The system continues to update. New data was introduced: frequency of chronic diseases by micro-zone, average age, repair history. The algorithm rebalanced the weights; fewer human-in-the-loop entries appeared when the safety parameter was ensured. Each update, the software team wrote a short note: Optimization goal: reduce downtime, maintain safety at threshold X. Tracking tables were sent to the teams; the teams remembered to read them; and then everyone continued working.
Economics played a role. Some departments proposed increasing shifts to compensate for lost output when implementing V1.1. Others proposed reorganizing the distribution routes to reduce pressure on vulnerable areas. These proposals all led to one thing: choice, consideration, and ultimately a publicly acknowledged decision. The decision was made as part of normal operations; it was recorded in minutes, costs were calculated, and benefits were balanced.
In another corner, a team of three—a technician, a programmer, and a medical representative—sat together after work. They talked about a small bug they had just patched. The programmer sighed, “We fix a bug, and then another one pops up. It’s like cleaning the tabletop only to find dust underneath.” The technician chuckled, “But at least the table is tidy now.” They laughed, then went home.
There was a common feeling: we were living by a new contract. A contract not written down, but present in our actions: accepting a certain level of loss to keep the rest functioning. That contract ensured continued production, gas supply, and heating for crowded areas. In return, some people would be on the margins of the statistics—data, not names.

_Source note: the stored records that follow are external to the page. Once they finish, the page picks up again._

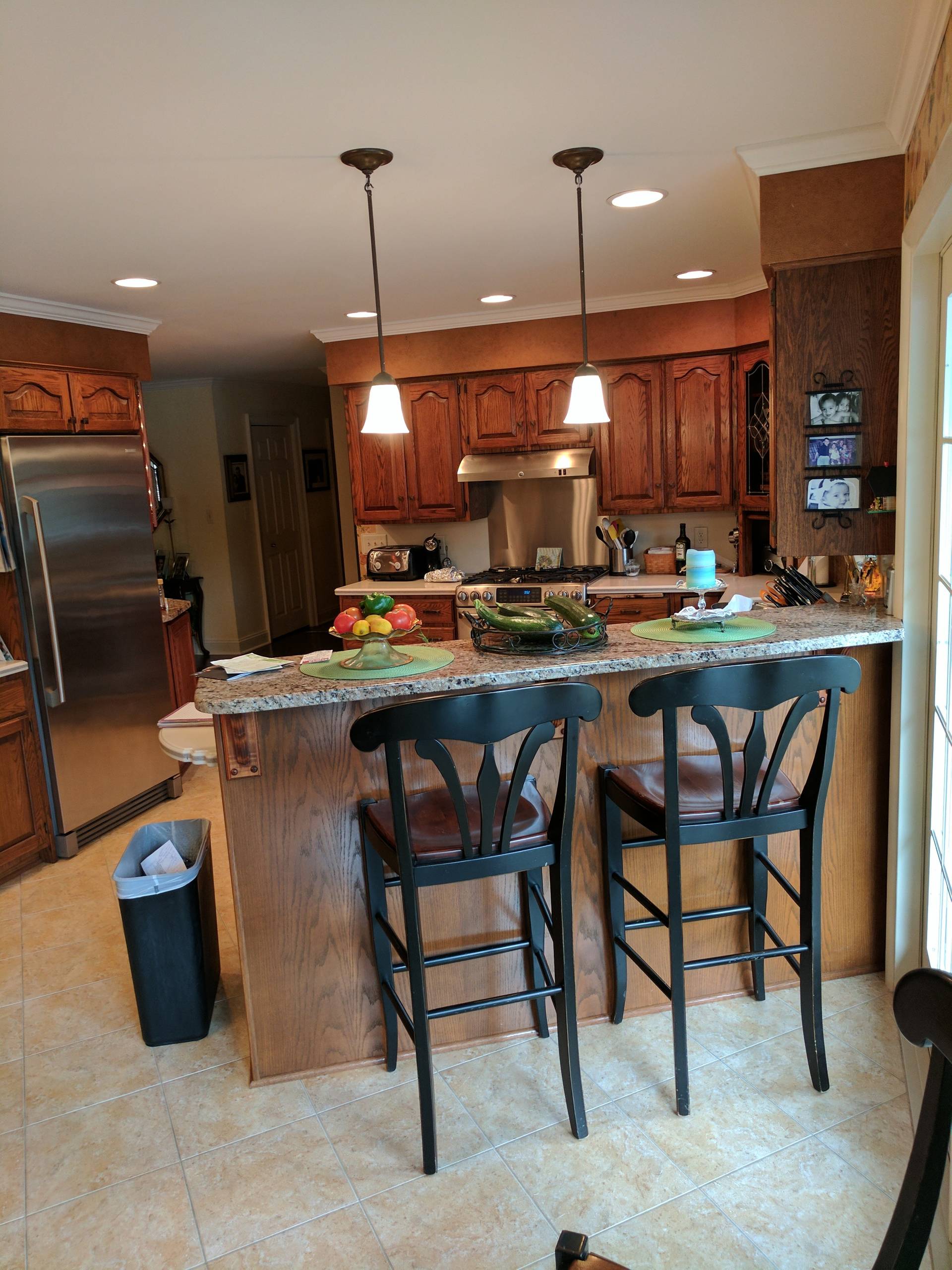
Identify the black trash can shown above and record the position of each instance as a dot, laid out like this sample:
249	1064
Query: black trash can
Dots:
172	933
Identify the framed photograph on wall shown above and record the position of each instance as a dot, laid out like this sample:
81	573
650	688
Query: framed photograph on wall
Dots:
834	451
833	495
316	470
237	479
832	408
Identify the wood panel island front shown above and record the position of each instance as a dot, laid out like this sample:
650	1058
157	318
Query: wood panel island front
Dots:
293	781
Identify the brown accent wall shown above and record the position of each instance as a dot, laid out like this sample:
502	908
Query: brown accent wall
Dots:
851	209
655	332
28	341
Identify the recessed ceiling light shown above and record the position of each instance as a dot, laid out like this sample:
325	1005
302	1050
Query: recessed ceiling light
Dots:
638	197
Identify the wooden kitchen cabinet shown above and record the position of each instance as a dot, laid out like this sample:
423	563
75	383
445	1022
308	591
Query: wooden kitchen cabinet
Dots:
377	469
699	460
495	413
105	403
24	812
546	402
33	400
433	450
630	447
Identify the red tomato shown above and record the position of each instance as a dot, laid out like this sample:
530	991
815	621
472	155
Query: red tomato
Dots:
343	623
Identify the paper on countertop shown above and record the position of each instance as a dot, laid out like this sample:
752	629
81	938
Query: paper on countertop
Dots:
249	663
735	605
163	860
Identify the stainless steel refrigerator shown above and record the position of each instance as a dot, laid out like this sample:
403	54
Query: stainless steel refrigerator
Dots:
79	517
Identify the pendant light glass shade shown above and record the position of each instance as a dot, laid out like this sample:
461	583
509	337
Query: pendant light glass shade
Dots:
587	403
385	413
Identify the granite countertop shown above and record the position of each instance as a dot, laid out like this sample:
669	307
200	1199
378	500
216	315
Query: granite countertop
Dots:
177	607
799	631
399	588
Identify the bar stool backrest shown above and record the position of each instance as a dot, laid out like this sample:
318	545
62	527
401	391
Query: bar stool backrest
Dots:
484	719
757	688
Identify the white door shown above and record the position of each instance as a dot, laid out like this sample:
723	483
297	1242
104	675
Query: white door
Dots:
276	468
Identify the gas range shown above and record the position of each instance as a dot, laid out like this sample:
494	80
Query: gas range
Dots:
532	587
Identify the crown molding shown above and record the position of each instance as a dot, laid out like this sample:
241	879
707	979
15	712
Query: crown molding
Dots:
821	150
54	310
919	53
690	294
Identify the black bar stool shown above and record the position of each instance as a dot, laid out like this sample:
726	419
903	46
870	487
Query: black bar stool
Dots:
464	832
717	798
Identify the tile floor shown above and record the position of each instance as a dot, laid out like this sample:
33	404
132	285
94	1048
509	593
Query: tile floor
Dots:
114	1155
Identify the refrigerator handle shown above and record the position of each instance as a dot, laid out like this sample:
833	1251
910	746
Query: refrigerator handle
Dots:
31	507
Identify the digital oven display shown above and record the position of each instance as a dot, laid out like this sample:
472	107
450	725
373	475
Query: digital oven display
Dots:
520	595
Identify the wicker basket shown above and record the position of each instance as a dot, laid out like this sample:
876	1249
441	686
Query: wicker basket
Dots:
660	561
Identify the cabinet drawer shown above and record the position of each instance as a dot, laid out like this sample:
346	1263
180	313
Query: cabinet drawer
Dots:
638	609
13	697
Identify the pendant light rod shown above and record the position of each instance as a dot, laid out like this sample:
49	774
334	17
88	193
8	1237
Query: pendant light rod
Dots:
367	160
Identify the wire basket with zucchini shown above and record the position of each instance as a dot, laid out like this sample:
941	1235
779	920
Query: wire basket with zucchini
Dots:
563	627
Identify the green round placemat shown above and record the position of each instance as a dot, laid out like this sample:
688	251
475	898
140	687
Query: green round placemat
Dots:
425	658
737	629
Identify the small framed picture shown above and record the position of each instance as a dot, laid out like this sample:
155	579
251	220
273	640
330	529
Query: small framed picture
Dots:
316	470
237	482
838	451
833	495
831	408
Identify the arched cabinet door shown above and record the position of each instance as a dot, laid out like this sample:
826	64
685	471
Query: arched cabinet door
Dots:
495	413
699	461
35	400
105	403
433	450
630	469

I recalled the old saying: A person who exists wrong. Here, it wasn’t an accusation; it was a description. Some people fit the model; some don’t. The new normal coats that with a layer of rationality: instead of calling it a sin, we call it a parameter.

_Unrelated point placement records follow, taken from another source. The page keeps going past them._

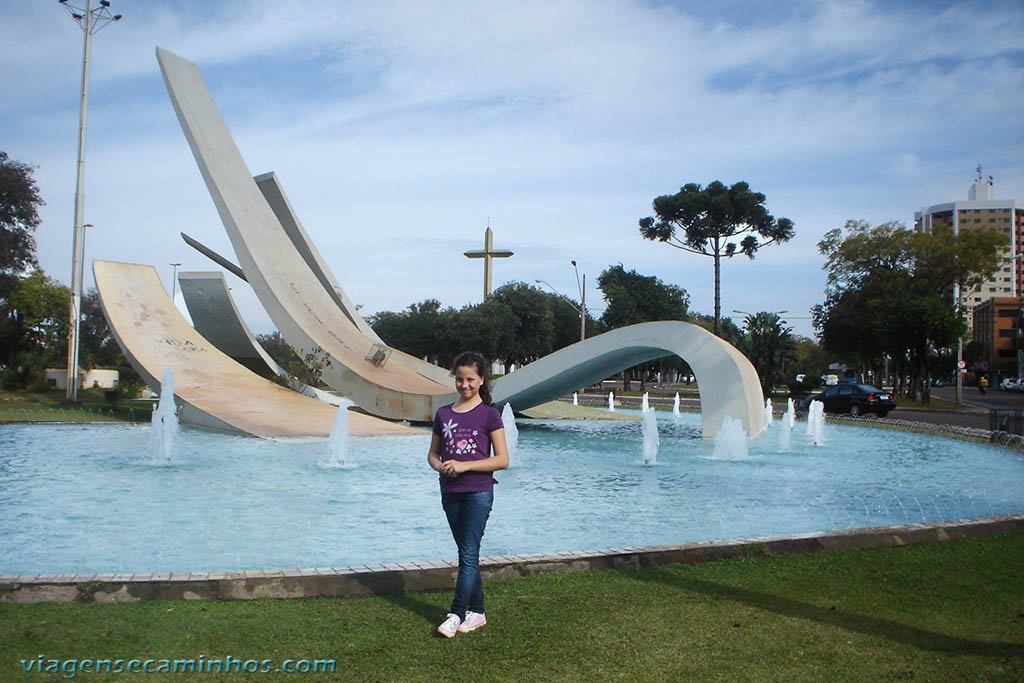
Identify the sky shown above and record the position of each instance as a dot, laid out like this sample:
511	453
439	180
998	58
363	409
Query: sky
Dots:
399	129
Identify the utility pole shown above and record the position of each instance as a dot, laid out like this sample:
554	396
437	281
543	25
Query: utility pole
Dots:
92	20
583	301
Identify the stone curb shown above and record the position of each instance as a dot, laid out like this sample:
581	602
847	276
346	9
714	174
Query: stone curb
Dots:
439	575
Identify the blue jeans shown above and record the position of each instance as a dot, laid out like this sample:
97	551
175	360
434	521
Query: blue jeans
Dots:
467	515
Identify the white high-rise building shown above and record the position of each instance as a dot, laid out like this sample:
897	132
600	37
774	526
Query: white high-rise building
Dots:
981	210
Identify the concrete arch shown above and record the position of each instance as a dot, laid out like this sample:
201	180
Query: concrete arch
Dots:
727	381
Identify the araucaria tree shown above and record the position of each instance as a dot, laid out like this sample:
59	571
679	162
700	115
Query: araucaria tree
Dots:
890	294
716	221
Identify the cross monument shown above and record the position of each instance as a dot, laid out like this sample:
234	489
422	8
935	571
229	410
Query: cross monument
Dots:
488	253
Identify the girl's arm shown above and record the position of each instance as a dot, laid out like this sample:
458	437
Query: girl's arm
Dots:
497	462
433	455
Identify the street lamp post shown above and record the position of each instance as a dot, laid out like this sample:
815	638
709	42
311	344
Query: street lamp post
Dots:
92	20
583	301
570	302
174	281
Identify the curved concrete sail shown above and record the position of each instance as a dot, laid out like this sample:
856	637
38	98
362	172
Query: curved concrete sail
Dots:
300	306
216	317
302	299
213	390
273	193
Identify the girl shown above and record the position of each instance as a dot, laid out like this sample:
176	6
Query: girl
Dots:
460	452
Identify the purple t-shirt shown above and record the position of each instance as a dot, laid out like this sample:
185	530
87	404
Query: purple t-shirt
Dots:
467	436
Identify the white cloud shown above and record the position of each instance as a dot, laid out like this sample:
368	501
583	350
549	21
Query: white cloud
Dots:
560	121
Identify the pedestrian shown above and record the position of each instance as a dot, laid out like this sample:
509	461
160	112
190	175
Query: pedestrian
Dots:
465	433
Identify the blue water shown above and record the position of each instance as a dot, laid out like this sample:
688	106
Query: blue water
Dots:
90	499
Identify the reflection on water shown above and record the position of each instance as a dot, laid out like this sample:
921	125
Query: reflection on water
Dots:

And when the parameter is accepted, it gives rise to new behaviors. People learn to count, compare, rank. People learn to ask: Does this exceed the threshold? Does that fall on the priority list? That question makes decision-making easier—sometimes too easy.
Night falls. In the control room, the screens display green data. Under Threshold – Reference, the percentage is 0.63%. Under WHITE SHEET – FREQUENCY, the number flickers slightly but steadily. I write a few notes, close my journal, and go outside. The planetary wind blows, hitting the steel shell of the base, like a constant background sound.

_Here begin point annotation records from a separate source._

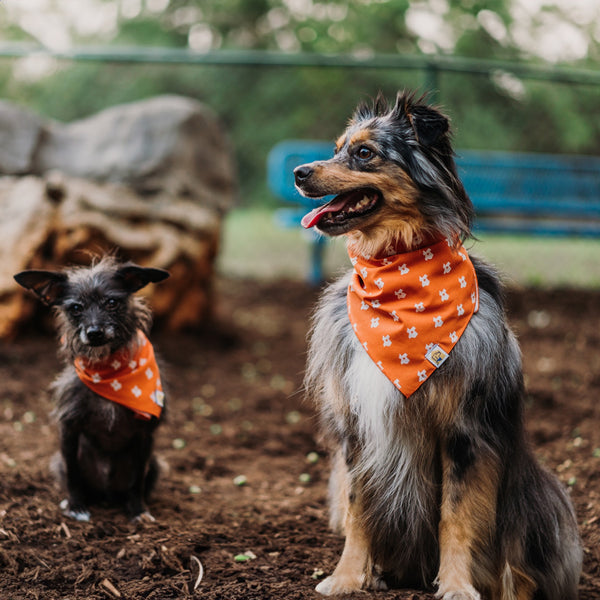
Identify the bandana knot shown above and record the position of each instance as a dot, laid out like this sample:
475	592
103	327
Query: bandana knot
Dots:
132	380
409	310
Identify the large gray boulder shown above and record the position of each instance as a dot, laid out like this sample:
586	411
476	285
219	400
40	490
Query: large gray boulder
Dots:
150	180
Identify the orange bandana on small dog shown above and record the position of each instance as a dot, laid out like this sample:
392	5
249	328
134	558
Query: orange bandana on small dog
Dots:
409	310
130	380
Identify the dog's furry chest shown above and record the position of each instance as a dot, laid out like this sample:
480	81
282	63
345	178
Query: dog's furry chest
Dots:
387	442
107	425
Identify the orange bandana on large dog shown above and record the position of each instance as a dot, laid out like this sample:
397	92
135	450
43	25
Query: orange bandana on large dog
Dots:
130	380
409	310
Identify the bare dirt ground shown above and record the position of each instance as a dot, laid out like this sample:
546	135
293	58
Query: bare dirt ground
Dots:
235	410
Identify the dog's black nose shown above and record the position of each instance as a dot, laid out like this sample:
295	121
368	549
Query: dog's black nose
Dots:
302	173
95	336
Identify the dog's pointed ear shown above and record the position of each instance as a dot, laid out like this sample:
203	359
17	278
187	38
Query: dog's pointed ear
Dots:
427	123
134	278
49	286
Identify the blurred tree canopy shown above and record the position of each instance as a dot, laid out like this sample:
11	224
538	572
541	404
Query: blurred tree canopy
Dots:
260	106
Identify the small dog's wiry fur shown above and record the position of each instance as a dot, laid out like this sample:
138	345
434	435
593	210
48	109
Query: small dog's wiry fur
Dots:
440	487
105	450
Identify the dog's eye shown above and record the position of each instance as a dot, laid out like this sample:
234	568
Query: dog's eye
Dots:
75	309
111	303
365	153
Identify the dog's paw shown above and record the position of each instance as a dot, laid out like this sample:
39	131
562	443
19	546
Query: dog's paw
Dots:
467	593
337	584
78	513
143	518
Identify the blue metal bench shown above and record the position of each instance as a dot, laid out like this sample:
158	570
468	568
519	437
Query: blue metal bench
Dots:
534	194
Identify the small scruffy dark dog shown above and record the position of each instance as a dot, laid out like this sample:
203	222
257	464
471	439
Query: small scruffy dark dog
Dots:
419	383
109	397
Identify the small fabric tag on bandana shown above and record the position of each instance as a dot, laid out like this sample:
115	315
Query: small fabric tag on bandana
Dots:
436	356
129	379
409	310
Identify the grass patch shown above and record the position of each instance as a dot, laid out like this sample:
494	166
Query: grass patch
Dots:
255	246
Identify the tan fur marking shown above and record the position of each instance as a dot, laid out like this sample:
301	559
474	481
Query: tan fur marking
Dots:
467	521
353	571
398	222
360	137
339	492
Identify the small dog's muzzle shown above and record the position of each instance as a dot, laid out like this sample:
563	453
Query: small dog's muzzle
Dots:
95	336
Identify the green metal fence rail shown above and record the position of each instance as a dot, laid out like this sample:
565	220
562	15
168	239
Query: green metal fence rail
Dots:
431	65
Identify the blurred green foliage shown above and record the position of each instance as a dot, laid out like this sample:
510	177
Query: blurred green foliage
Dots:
260	106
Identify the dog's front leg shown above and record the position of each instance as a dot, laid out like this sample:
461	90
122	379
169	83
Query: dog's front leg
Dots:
140	457
468	513
75	506
353	571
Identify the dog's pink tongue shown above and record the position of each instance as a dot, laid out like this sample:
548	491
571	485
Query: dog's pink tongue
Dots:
314	216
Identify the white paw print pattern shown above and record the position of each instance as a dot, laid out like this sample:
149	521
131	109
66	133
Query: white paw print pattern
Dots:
425	293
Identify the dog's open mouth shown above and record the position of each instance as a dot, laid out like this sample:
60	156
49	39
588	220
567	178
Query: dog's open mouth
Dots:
343	209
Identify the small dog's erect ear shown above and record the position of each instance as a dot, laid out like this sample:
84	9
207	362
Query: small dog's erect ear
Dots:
134	278
50	286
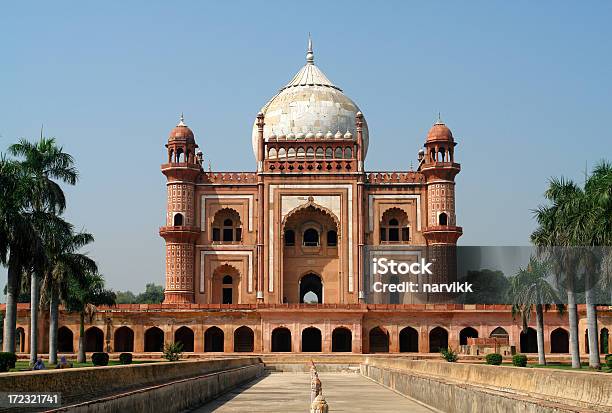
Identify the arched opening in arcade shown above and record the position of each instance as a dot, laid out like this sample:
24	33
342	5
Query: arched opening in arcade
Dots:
310	260
213	340
94	340
184	335
311	340
226	285
379	340
65	340
499	333
559	341
281	339
124	339
394	226
20	339
226	226
311	289
529	341
466	333
178	219
603	341
443	219
438	340
409	340
154	339
244	340
342	340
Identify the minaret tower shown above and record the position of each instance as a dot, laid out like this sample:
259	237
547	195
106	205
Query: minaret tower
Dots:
180	230
438	165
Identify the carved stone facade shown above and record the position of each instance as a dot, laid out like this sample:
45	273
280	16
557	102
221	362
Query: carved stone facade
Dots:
274	260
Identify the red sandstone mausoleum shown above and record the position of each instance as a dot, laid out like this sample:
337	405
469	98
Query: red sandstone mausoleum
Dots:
273	260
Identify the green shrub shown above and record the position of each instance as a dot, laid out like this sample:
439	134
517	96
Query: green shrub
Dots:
609	360
99	359
519	360
449	355
7	361
173	351
494	359
125	358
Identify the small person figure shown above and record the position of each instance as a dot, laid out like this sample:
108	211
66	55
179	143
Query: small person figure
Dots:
39	365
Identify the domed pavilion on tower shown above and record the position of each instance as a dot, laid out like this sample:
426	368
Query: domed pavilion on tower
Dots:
277	258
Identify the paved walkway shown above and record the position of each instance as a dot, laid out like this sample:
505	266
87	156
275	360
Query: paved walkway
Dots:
290	392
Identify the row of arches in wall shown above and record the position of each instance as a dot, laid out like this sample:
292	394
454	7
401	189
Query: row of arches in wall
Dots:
123	339
311	153
311	339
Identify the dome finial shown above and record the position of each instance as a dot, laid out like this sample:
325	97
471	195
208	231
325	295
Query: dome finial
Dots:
309	53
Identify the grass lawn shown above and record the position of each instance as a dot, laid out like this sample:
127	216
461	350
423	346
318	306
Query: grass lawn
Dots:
24	365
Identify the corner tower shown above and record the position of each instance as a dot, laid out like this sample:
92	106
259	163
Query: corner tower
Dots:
437	163
180	230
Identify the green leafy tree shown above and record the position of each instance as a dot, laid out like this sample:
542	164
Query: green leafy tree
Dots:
66	263
44	163
153	294
577	220
20	243
85	293
490	287
530	290
125	297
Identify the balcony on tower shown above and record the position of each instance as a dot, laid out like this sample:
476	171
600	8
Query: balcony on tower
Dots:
311	152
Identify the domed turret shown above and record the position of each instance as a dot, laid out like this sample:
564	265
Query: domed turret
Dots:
310	102
439	132
181	132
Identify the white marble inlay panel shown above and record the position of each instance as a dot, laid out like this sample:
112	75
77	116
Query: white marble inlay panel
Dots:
406	196
272	229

Before turning off the lights, I think about something simple: normal can be a gift. Yeah. It allows people to sleep soundly. But normalcy is also a subtle trap—because once we get used to it, we see everything else as unstable. And humans, instinctively, seek to maintain what they call stability.
Tomorrow, someone might ask: can we further reduce the loss rate? Maybe. We'll answer with a spreadsheet, a patch plan, and a new decision. We'll continue. And each time, the surface of normalcy will be smoothed a little more.
Somewhere in the system, there's a checkmark: Point of no return—untouched. That line is blank.
I turn off the screen.
Out there, the base breathes steadily. And normalcy continues.